Per esempio, basi aeree e navali e comandi Nato. Prime nel mirino sarebbero le basi Nato di Ghedi (Brescia) e Aviano (Pordenone) che ospitano insieme circa 40 testate nucleari. Ma altri bersagli a rischio sono rappresentati da altre basi e comandi militari Nato a Vicenza (Caserma del Din e Caserma Ederle), Livorno (Camp Darby), Gaeta, Napoli (Naval Support Activity), Taranto, Sigonella (Naval Air Station).
Almeno 55 mila morti e oltre 190 mila feriti.

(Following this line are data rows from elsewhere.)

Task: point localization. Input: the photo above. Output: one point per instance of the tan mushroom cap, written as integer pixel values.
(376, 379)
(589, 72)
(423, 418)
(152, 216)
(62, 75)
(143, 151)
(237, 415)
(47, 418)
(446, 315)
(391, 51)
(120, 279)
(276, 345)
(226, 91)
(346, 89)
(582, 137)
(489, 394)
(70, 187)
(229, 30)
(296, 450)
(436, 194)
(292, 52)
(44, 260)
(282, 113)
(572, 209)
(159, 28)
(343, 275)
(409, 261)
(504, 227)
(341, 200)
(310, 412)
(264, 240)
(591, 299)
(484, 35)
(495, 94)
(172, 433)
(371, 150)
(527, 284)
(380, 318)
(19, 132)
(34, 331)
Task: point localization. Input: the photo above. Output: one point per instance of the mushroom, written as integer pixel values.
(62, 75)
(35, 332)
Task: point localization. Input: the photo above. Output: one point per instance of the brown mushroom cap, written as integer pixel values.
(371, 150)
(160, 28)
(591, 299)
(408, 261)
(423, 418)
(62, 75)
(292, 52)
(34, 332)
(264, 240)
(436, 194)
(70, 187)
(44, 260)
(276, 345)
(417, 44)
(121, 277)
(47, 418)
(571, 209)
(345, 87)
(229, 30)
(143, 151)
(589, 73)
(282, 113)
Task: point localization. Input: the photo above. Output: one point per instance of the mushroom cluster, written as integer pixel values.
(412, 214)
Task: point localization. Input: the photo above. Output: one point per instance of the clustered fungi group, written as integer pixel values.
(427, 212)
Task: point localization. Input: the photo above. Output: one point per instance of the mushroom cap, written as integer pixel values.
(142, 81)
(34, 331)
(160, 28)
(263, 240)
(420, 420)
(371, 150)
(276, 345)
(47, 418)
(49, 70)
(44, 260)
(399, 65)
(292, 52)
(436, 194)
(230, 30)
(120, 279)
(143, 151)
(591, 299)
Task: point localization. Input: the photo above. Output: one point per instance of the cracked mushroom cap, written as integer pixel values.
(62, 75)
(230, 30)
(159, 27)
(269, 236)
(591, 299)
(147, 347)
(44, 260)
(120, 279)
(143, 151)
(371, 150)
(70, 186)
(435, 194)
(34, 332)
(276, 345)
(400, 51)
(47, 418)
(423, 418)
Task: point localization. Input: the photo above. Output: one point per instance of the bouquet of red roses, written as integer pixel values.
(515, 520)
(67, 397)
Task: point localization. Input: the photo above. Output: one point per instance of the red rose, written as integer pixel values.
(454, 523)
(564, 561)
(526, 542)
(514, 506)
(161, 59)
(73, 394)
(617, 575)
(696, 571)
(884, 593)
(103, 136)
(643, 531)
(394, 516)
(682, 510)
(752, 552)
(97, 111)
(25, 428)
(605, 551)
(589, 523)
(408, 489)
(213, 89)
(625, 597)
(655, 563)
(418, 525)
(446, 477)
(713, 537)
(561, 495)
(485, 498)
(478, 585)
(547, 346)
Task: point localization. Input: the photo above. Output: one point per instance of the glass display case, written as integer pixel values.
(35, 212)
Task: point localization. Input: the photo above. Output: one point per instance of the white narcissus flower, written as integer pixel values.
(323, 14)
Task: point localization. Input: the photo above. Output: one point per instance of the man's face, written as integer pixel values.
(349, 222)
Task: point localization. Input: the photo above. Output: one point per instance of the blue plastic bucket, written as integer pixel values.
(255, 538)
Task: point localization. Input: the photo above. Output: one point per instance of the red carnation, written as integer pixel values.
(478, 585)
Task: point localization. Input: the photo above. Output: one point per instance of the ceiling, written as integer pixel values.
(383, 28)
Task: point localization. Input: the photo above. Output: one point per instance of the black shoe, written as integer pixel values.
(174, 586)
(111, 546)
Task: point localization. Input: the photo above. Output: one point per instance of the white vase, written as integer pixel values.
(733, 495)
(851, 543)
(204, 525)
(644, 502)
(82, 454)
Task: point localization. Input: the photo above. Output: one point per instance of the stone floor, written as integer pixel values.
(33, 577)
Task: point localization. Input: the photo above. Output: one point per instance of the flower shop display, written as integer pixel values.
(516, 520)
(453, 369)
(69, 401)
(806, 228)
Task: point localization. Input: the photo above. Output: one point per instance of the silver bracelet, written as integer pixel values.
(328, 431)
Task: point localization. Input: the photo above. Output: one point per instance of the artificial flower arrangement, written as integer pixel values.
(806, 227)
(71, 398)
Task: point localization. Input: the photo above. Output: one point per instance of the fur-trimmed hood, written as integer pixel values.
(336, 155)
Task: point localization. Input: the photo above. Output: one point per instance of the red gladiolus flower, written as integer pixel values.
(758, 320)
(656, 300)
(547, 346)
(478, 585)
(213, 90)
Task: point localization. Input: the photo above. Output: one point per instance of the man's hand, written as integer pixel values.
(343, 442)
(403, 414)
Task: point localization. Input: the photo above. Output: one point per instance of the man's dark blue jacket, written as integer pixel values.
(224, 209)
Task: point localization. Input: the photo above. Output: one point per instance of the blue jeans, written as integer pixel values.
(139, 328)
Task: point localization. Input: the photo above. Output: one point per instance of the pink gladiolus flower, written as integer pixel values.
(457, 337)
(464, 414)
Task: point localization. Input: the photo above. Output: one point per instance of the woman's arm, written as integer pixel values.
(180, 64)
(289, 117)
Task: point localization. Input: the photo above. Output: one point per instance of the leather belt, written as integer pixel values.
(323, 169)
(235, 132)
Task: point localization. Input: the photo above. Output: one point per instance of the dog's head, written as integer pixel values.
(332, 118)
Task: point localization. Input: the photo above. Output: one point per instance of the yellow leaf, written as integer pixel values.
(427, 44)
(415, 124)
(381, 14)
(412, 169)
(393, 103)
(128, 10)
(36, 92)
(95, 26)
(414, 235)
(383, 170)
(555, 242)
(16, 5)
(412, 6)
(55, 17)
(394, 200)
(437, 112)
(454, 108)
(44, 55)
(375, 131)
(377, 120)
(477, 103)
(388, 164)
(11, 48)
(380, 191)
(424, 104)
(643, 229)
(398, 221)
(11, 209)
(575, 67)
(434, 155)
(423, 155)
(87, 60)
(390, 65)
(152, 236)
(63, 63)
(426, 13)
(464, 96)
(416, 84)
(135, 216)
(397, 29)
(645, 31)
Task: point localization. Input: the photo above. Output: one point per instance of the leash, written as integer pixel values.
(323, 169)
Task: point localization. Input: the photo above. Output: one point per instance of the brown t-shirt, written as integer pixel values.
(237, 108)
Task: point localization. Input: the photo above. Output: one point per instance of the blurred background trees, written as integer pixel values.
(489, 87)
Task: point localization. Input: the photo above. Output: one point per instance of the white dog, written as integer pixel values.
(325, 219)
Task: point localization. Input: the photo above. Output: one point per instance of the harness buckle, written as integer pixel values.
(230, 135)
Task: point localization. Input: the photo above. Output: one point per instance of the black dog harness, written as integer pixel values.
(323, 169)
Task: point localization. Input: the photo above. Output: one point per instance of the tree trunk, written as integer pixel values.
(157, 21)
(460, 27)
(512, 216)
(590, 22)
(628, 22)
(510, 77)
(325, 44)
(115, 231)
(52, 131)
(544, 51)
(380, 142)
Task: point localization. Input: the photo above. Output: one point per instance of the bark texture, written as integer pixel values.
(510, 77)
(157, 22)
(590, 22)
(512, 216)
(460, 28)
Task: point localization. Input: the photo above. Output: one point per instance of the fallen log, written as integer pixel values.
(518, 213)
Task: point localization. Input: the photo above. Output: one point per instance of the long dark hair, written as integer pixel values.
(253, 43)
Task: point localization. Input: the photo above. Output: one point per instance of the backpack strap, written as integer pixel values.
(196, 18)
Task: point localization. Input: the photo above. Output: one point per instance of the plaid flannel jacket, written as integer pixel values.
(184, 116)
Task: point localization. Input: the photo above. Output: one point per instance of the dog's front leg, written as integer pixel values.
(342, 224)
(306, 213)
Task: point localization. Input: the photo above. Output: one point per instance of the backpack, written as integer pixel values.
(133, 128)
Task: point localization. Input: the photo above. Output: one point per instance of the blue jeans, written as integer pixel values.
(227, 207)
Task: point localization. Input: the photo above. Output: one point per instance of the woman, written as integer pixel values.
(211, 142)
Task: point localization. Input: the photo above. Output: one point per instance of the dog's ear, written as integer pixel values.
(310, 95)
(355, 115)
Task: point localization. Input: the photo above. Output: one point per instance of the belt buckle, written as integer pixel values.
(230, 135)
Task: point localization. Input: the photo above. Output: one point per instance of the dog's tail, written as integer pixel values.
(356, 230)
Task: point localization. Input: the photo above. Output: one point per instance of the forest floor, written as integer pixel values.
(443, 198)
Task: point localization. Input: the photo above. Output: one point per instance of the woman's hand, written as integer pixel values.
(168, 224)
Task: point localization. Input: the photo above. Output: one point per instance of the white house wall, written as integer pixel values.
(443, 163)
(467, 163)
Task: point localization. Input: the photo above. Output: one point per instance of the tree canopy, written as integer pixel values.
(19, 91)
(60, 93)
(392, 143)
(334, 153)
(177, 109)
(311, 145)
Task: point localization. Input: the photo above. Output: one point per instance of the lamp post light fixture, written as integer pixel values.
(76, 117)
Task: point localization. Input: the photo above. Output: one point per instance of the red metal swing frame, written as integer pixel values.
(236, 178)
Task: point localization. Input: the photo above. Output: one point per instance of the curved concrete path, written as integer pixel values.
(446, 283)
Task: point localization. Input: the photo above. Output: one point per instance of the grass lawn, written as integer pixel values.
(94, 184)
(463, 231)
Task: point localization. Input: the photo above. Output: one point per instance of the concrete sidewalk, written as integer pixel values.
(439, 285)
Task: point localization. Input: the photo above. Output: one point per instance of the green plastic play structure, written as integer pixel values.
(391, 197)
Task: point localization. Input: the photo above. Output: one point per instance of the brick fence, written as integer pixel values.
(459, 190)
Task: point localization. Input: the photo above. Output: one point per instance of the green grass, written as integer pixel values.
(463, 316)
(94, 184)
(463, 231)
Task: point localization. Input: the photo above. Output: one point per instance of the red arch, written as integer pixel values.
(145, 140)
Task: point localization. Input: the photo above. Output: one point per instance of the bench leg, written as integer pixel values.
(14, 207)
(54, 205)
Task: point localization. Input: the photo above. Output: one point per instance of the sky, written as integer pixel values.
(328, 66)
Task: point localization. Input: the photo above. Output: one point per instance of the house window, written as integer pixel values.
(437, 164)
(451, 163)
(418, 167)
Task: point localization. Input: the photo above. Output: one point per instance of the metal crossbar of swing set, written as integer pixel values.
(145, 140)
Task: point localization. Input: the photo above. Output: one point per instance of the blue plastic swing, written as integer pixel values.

Questo il bilancio a cui andremmo incontro in caso di bombardamento russo sugli obiettivi sopracitati. Soprattutto se ad essere colpiti dovessero essere quelli in prossimità delle città.
La simulazione, pubblicata sulla rivista on line di Archivio Disarmo calcola il maggior numero di vittime a Napoli (circa 21mila morti e 109 mila feriti), a seguire Vicenza (12 mila morti e 45 mila feriti), Gaeta (12 mila morti e 5 mila feriti) e Taranto (7500 morti e quasi 27 mila feriti). Ma al più evidente dramma umano si aggiungerebbero una serie di effetti collaterali a cascata.
Blocco di infrastrutture e di centri nevralgici, oltre al danno ambientale provocato dal “fall out” nucleare e dalla persistenza delle radiazioni.
Previsioni che hanno l’intento di «prevenire» lo «scenario peggiore», spiega Francesca Farruggia, segretario generale di Archivio Disarmo. «Come noi e con molti più mezzi di noi, confidiamo che allo stesso obiettivo stiano lavorando i governi, le organizzazioni internazionali di cui fa parte l’Italia e le Nazioni Unite», ha fatto eco Iriad, «Anche perché quello appena descritto non è nemmeno il quadro più catastrofico».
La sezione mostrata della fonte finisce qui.